Il governo è pronto ad allentare la stretta sui viaggi. Con l’ultima ordinanza anti-Covid viene chiesto ai passeggeri, in entrata e in uscita dal nostro Paese, anche se arrivano da Stati Ue, di sottoporsi a un tampone prima di salire sull’aereo. Il rischio è quello di risultare positivi poco prima di partire. Circostanza che scoraggia molti viaggiatori e che può disincentivare il turismo, in un periodo già nero per le strutture ricettive, anche a causa della variante Omicron.
A lanciare l’allarme è il presidente di Federalberghi di Roma, Giuseppe Roscioli, che a Il Messaggero spiega: «Secondo lei un turista francese tra Madrid, dove non gli chiedono il tampone, e Roma, dove invece deve affrontare un costo in più, cosa sceglie? Con questa limitazione siamo tornati ai livelli di presenze della primavera 2020. E solo a Roma hanno chiuso altri 50 hotel nell’ultimo mese, ormai sono 400 quelli che si sono arresi». A breve, però, le regole sui viaggi in entrata e in uscita potrebbero cambiare.
La durata del Green pass e i vaccini non riconosciuti
L’obbligo di test non frena soltanto il turismo ma anche chi viene in Italia per viaggi di affari o studio. Senza considerare che chi va, ad esempio, in vacanza a Lisbona per una settimana, poi si trova l’ultimo giorno di viaggio a dover cercare un laboratorio dove eseguire il test sperando che non sia positivo (altrimenti si rimane all’estero con tutti i rischi che ne conseguono, come raccontato da Open).
Problemi che il ministero della Salute, in queste settimane, ha registrato e proprio per questo motivo in queste ore si sta riflettendo sul da farsi. L’ordinanza della “discordia” scade a fine gennaio. L’idea è quella di non prorogare l’obbligo dopo il 31 gennaio, riaprendo i viaggi dall’estero senza più la richiesta di un tampone negativo. Basterà il Green pass. Però anche sulla certificazione verde anti-Covid è caos: in Italia dura sei mesi, in altri Paesi europei nove.
Dunque, un turista che viene in Italia con un Green pass valido nel suo Paese rischia di essere respinto sul nostro territorio. A questo si aggiunga che non tutti i vaccini vengono ancora riconosciuti. Sono accettati solo i cinque autorizzati da Ema. E chi si è vaccinato con il russo Sputnik V o con quelli cinesi? Così si rischia di chiudere a una parte consistente di turisti che sceglieranno, di fatto, altre destinazioni meno “problematiche”.
Il settore del turismo è in ginocchio
Secondo Federalberghi, solo a Roma nelle ultime settimane si sono persi almeno 1.000 posti di lavoro; ma il rischio è di arrivare nei prossimi mesi a 500 mila occupati in meno. Ad andare nella direzione dei viaggi senza tampone, intanto, è anche il vertice dei ministri della Salute Ue: «Servono regole uguali per tutti, non è utile che ogni Paese ne segua differenti». «La frammentazione e i messaggi discrepanti tra di noi aumentano l’incertezza, indeboliscono la fiducia nella vaccinazione e riducono il senso di accettazione delle misure di sanità pubblica e delle raccomandazioni che noi facciamo ai cittadini», ha aggiunto la commissaria Ue Stella Kyriakides.

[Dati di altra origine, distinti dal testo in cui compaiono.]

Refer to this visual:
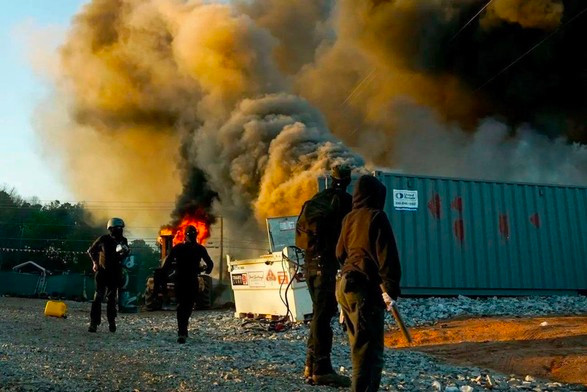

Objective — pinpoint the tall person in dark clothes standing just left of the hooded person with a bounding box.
[296,165,352,387]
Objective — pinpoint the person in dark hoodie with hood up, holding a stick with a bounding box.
[336,175,401,391]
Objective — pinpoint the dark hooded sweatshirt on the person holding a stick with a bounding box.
[336,175,401,298]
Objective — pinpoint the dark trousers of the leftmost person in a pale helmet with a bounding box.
[90,268,122,325]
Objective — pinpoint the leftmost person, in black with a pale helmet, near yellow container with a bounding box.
[88,218,130,332]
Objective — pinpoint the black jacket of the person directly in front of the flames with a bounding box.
[163,242,214,286]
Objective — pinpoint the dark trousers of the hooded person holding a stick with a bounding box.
[336,272,385,392]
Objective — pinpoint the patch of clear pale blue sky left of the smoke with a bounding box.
[0,0,87,201]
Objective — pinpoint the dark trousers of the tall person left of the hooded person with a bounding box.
[306,272,337,375]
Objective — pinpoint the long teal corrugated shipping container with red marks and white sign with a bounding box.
[319,171,587,295]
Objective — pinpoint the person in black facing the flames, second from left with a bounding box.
[163,225,214,344]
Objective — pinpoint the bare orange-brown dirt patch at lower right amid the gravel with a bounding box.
[385,316,587,385]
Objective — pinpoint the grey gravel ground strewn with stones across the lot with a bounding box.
[0,297,587,392]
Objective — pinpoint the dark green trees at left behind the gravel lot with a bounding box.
[0,187,159,273]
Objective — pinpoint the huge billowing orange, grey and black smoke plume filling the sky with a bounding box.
[39,0,587,247]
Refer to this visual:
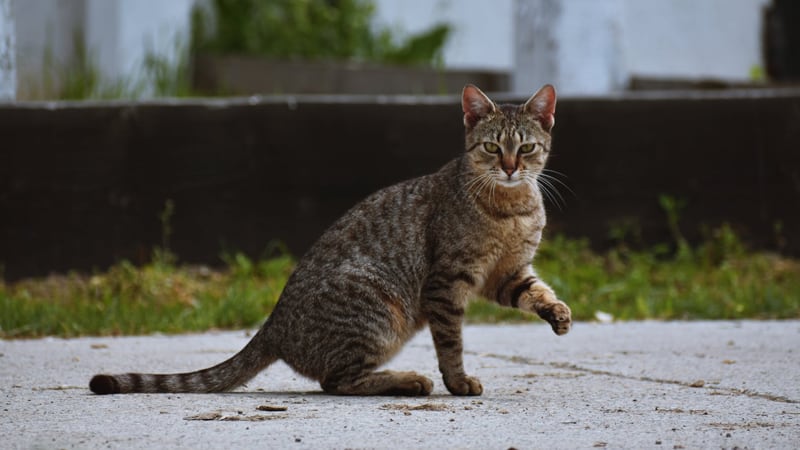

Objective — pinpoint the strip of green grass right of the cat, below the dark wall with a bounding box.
[467,227,800,322]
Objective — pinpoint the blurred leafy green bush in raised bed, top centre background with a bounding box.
[191,0,451,65]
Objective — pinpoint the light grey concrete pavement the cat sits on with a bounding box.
[0,321,800,449]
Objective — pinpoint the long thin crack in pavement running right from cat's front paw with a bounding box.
[464,350,800,404]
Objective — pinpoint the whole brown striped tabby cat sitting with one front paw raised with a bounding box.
[89,85,571,395]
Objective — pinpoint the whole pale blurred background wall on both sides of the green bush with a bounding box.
[14,0,769,95]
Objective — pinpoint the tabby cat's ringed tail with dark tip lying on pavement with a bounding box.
[89,328,278,394]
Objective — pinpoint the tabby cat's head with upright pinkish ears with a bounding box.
[461,84,556,189]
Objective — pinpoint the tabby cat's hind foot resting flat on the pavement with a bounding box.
[321,370,433,396]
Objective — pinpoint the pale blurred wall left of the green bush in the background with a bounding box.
[12,0,195,99]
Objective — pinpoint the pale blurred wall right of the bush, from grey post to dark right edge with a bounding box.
[513,0,768,95]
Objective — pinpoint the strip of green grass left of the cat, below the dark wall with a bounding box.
[0,254,294,338]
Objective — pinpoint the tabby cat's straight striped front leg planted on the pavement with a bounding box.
[422,283,483,395]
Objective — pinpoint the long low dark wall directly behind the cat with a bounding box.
[0,90,800,278]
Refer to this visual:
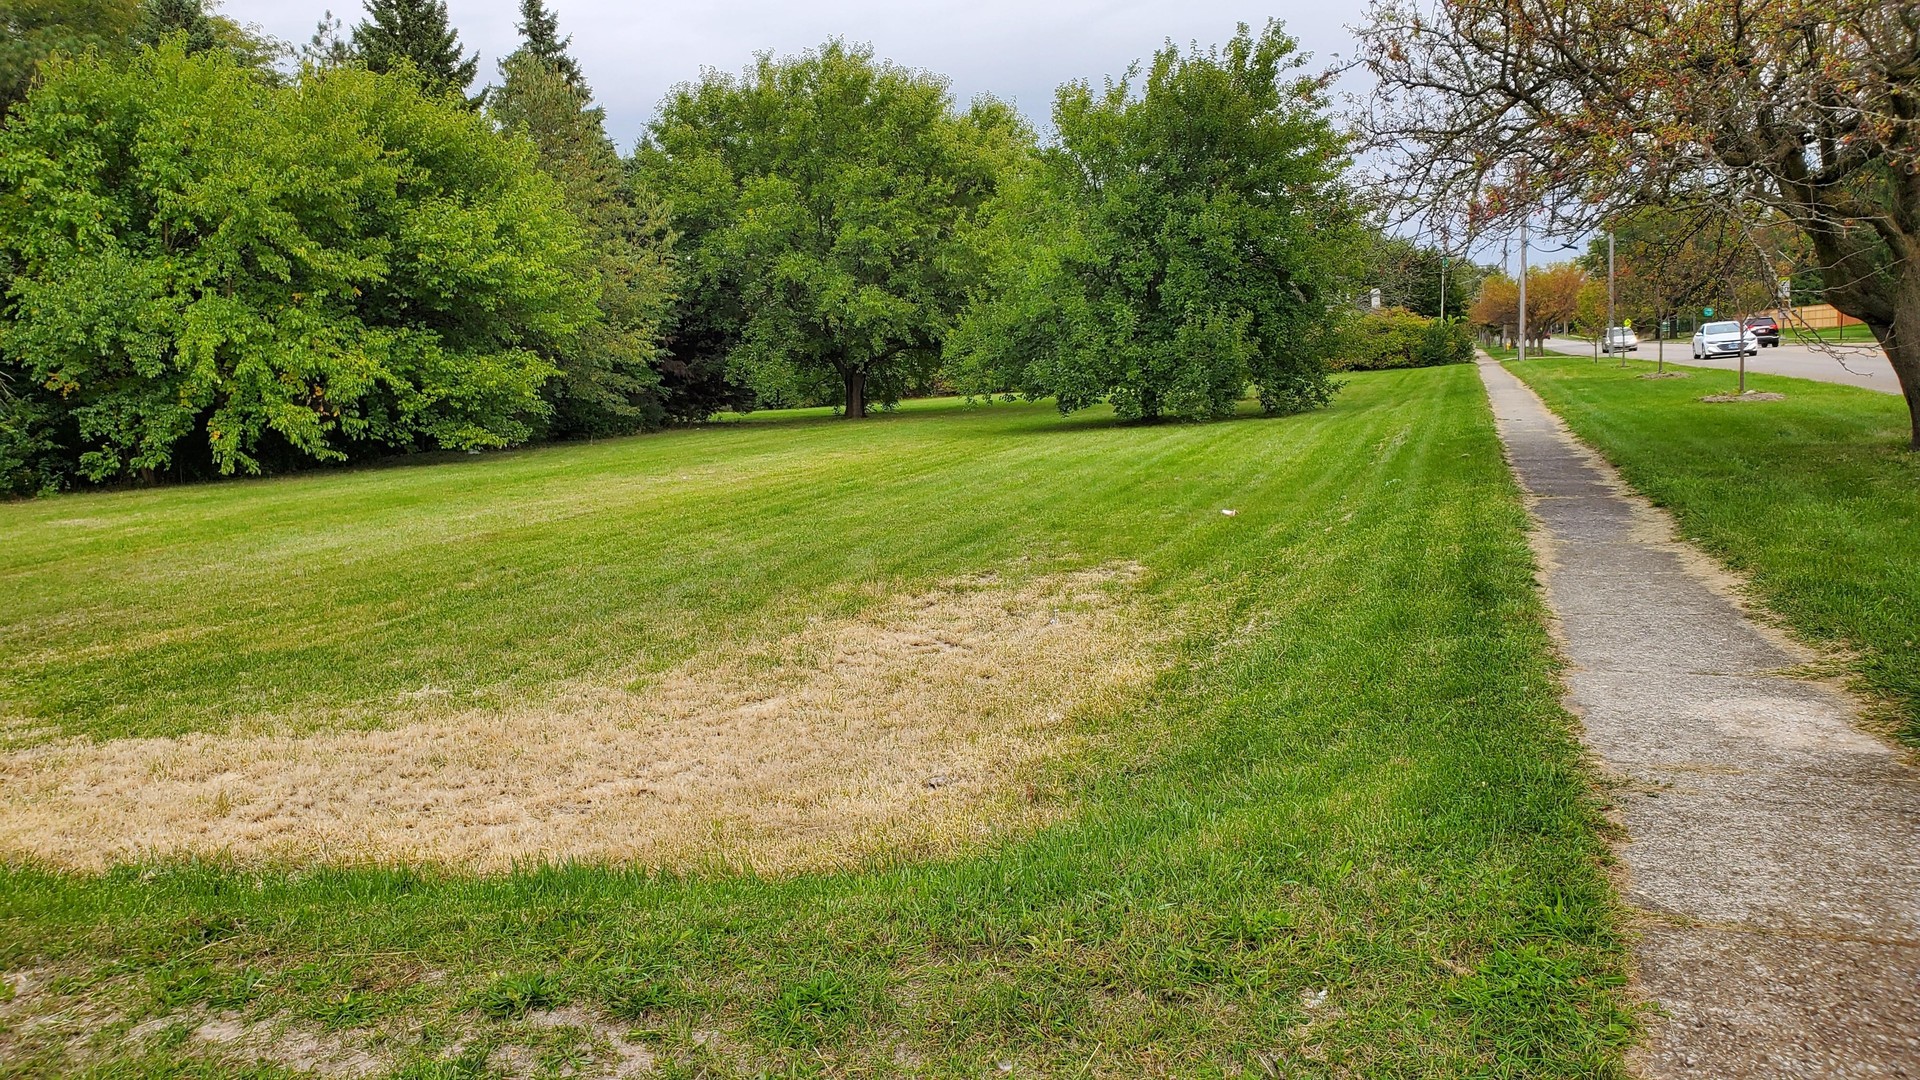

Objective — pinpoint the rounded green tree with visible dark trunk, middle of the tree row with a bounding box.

Dunque l’Italia dovrà adeguarsi probabilmente senza, però, far passare il messaggio del “liberi tutti”. Intanto al settore del turismo, ancora una volta messo in ginocchio dal Covid, è stato «aumentato di 100 milioni il Fondo unico nazionale in aggiunta ai 120 milioni già stanziati con la legge di bilancio», ha spiegato il ministro del Turismo Massimo Garavaglia. «Ed è stata accolta la nostra richiesta di dedicare una quota (40 milioni) alla decontribuzione per i lavoratori stagionali del turismo e degli stabilimenti termali».
Infine, c’è anche la proroga della cassa integrazione fino a marzo e alcune misure di sostegno per la stangata sulle bollette. Ma chi opera nel settore avrebbe preferito la sospensione del pagamento delle rate dei mutui (che non c’è stata). «L’Italia, con le regole più severe e confuse d’Europa, non sta aiutando il turismo, prima del 2024 non usciremo da questa crisi», ha concluso Roscioli.